Lockout: Sparse Regularization of Neural Networks
Project description
Lockout
Sparsity Inducing Regularization of Neural Networks
Install
pip install lockout [-- upgrade]
Usage
PyTorch
installation required.
1. Neural Network Architecture
To modify the architecture of the neural network change either:
- The number of input features: n_features
- The number of layers: len(layer_sizes)
- The number of nodes in the ith layer: layer_sizes[i]
from lockout.pytorch_utils import FCNN
n_features = 100
layer_sizes = [10, 1]
model_init = FCNN(n_features, layer_sizes)
2. Create PyTorch DataLoaders
Previous preprocessing and partitioning of the data is assumed.
from lockout.pytorch_utils import make_DataLoaders
dl_train, dl_valid, dl_test = make_DataLoaders(xtrain, xvalid, xtest, ytrain, yvalid, ytest)
3. Unconstrained Training
Modify the following hyperparameters according to your particular problem:
- lr: Learning rate
- loss_type: Type of loss function
- loss_type=1 (Mean Squared Error)
- loss_type=2 (Mean Cross Entropy)
- optim_id: Optimizer
- optim_id = 1: Stochastic Gradient Descend
- optim_id = 2: Adam
- epochs: Maximum number of epochs during training
- early_stopping: Number of epochs used in the convergence condition
- tol_loss: Maximum change in the training loss function used in the convergence condition
- reset_weights: Whether or not to reset weights before starts training
from lockout import Lockout
lr = 1e-2
loss_type = 1
optim_id = 1
# Instantiate Lockout
lockout_forward = Lockout(model_init,
lr=lr,
loss_type=loss_type,
optim_id=optim_id)
# Train Neural Network Without Regularization
lockout_forward.train(dl_train, dl_valid,
train_how="unconstrained",
epochs=10000,
early_stopping=20,
tol_loss=1e-6,
reset_weights=True)
The model at the validation minimum and the unconstrained model can be retrieved and saved for further use.

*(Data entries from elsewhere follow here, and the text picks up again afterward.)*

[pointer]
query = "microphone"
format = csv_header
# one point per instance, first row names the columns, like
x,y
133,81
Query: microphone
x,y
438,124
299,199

from lockout.pytorch_utils import save_model
# Save Unconstrained Model
model_forward_unconstrained = lockout_forward.model_last
save_model(model_forward_unconstrained, 'model_forward_unconstrained.pth')
# Save Model At Validation Minimum
model_forward_best = lockout_forward.model_best_valid
save_model(model_forward_best, 'model_forward_best.pth')
Loss and accuracy curves can be retrieved for analysis or graphing. For regression problems, R2 is computed as the accuracy.
df0 = lockout_forward.path_data
df0.head()
import matplotlib.pyplot as plt
import numpy as np
fig, axes = plt.subplots(figsize=(9,6))
axes.plot(df0["iteration"], df0["train_loss"], label="Training", linewidth=4)
axes.plot(df0["iteration"], df0["valid_loss"], label="Validation", linewidth=4)
axes.legend(fontsize=16)
axes.set_xlabel("iteration", fontsize=16)
axes.set_ylabel("Loss Function", fontsize=16)
axes.tick_params(axis='both', which='major', labelsize=14)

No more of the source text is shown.